During a briefing in Khartoum on Sunday, World Bank officials said that Sudan should infuse institutional and macro economic reforms including devaluing the Sudanese pound against the dollar, to achieve stable growth.
The report indicated hat a stable exchange rate will help in formulating monetary and fiscal policies that support economic stability and competitiveness.
While rising inflation and the loss of nearly 75 percent of oil earnings following the split of South Sudan in 2011 have led to a decline in economic growth.
“Sudan is in a special situation now because commodity prices have come down and Sudan with the secession of South Sudan has lost part of its oil production. So it’s a bit, its suffering double in a way at the moment because production is down, prices are down and that’s why it’s more important at the moment to find a new path to diversification,” said Michael Geiger a World Bank Senior Economist.
The official rate of the Sudanese pound is 6.50 to the dollar, but it trades for about 15.50 on the black market.

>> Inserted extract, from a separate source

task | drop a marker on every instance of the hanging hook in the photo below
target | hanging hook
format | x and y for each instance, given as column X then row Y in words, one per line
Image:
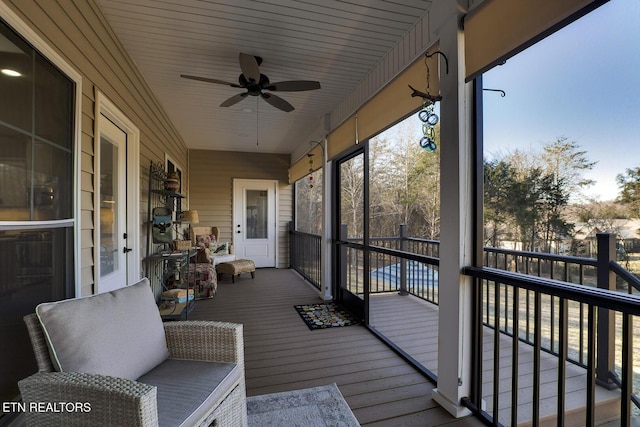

Additionally, a US trade embargo imposed since 1997 has made international trade with the country cumbersome prompting Sudanese officials to blame the US over the dilapidated state of the economy.
“America’s unilateral sanctions imposed without any reasons pushed the country into economic problems. Most analysts say that American sanctions are the cause of Sudan’s economic woes,” said Macki Mohamed Ahmed, Director of Planning Department at Sudan’s Ministry of Finance.
The embargo was imposed over Khartoum’s alleged backing for radical Islamist groups and the conflict in the western region of Darfur.
Estimates from the UN indicate that over 300,000 people have died in Darfur while 2.5 million others displaced since 2003.
In recent months Sudan has called on the US to relax the sanctions.
Sudan’s average Growth Domestic Product stood above 6 percent between 1998-2008 but has steadily declined to around 3 percent currently.